문제

I'm about ready to deploy an MVC web application that I've been tasked with managing (I did not create the application). The project is now compiling in production mode with no errors, however I have some warnings - 9 to be precise.

Now 6 are to do with the test project which is fine, however there are two that involve the Web project. these errors are:

Unreachable code detected

In both instances these warnings are thrown on the Return value, e.g.

protected override ValidationResult IsValid(object value, ValidationContext validationContext)
{
    if (true)
    {
        return new ValidationResult("Passwords don't match", new string[] { OriginalProperty });
    }

    return null;
}

In the above example, the "return null" line throws the unreachable code warning.

This might be a silly question (so please go easy ;-) ), but how important are these warnings to the functionality of the application? Obviously they are there for a reason, but they're not errors, so would I be relatively okay to ignore them and deploy?

도움이 되었습니까?

해결책

Your if condition always evaluates to true (if (true)) so this method is equivalent to:

protected override ValidationResult IsValid(object value, 
    ValidationContext validationContext)
{
    return new ValidationResult("Passwords don't match", 
        new string[] { OriginalProperty });
}

And that's why you get the compiler warning. The last line which returns null could never be hit. As far as ignoring warnings is concerned I would recommend you to never ignore them. There are cases where a warning could lead in an unexpected behavior during runtime. Personally I've checked the option in VS which treats warnings as errors to make sure never miss a warning.

다른 팁

What Darin said.

This particular warning won't affect execution time, performance or reliability. However, I try to get rid of warnings so that, in development, I don't have warning messages distracting me (as a developer) from other messages that might be important and relevant.

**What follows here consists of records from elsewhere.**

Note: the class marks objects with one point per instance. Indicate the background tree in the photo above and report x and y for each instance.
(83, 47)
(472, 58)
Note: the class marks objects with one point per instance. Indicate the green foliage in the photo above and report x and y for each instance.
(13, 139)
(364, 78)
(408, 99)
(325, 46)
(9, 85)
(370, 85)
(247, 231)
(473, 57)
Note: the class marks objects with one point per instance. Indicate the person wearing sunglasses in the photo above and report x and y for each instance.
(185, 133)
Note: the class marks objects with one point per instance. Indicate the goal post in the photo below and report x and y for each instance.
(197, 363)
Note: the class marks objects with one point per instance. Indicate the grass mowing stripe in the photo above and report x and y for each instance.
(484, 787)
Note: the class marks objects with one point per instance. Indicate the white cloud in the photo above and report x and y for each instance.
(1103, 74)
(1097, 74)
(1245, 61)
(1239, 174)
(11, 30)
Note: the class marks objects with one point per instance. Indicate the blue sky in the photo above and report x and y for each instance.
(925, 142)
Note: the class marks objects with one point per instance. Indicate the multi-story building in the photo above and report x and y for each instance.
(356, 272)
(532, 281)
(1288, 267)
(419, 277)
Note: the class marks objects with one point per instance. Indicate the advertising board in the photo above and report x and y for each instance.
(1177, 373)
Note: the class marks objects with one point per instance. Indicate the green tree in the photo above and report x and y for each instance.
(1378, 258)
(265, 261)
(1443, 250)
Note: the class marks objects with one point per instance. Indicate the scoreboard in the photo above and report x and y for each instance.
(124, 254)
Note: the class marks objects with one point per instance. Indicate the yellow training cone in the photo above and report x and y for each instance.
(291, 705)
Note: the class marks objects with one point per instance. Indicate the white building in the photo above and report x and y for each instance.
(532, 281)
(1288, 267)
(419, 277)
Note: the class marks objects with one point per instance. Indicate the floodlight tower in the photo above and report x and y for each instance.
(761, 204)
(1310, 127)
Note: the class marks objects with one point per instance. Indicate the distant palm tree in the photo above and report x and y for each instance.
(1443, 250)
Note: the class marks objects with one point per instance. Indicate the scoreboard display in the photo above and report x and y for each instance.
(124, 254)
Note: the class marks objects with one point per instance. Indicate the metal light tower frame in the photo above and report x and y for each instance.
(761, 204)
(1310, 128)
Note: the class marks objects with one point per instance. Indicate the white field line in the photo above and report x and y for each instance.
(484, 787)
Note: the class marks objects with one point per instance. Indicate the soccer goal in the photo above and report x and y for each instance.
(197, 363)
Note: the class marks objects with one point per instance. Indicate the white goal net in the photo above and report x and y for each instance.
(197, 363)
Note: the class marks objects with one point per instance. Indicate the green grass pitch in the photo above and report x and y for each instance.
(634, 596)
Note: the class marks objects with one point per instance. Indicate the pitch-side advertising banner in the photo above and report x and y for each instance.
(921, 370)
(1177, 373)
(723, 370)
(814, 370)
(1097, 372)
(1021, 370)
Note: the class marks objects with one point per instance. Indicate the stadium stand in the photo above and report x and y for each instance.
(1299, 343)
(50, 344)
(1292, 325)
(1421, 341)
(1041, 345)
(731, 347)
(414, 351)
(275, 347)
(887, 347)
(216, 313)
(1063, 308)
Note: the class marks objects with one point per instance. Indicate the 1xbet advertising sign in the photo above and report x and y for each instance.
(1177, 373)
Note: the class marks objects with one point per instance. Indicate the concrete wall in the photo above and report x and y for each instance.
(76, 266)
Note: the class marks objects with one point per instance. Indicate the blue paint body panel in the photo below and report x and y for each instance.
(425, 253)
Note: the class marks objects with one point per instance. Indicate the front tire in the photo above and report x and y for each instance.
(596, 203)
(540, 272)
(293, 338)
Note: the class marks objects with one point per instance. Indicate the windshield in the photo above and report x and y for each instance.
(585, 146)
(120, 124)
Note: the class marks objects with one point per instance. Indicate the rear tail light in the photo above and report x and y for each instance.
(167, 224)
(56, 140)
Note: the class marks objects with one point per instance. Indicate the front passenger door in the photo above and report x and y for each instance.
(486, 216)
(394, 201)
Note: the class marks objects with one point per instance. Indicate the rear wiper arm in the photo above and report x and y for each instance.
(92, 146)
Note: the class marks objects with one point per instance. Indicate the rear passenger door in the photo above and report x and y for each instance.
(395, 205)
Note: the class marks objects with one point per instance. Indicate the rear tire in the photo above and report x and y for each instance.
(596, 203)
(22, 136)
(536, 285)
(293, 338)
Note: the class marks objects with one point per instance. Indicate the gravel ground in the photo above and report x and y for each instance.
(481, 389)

You could try putting the return null into a newly created else branch of your if. It will still never execute, but if you ever change true in the if to false, you'll still have correct code. You may also get rid of the warning that way.

You can safely delete the unreachable code without changing how the program currently works.

The problem with unreachable code is that it might reveal a bug.

Instead of if(something-that's-always-true), perhaps the programmer really meant if(something-else-that's-sometimes-false). In that case, you might have to fix your conditional. Or, the bug may actually be a "feature" now that the users have grown to appreciate and changing it could make them upset.

Or maybe they really meant to use the if(something-that's-always-true) but didn't realize it always evaluated to true, so they wrote the unreachable code "just in case". In that case, you probably just delete the unreachable code.

I'm sure there are other reasons for unreachable code.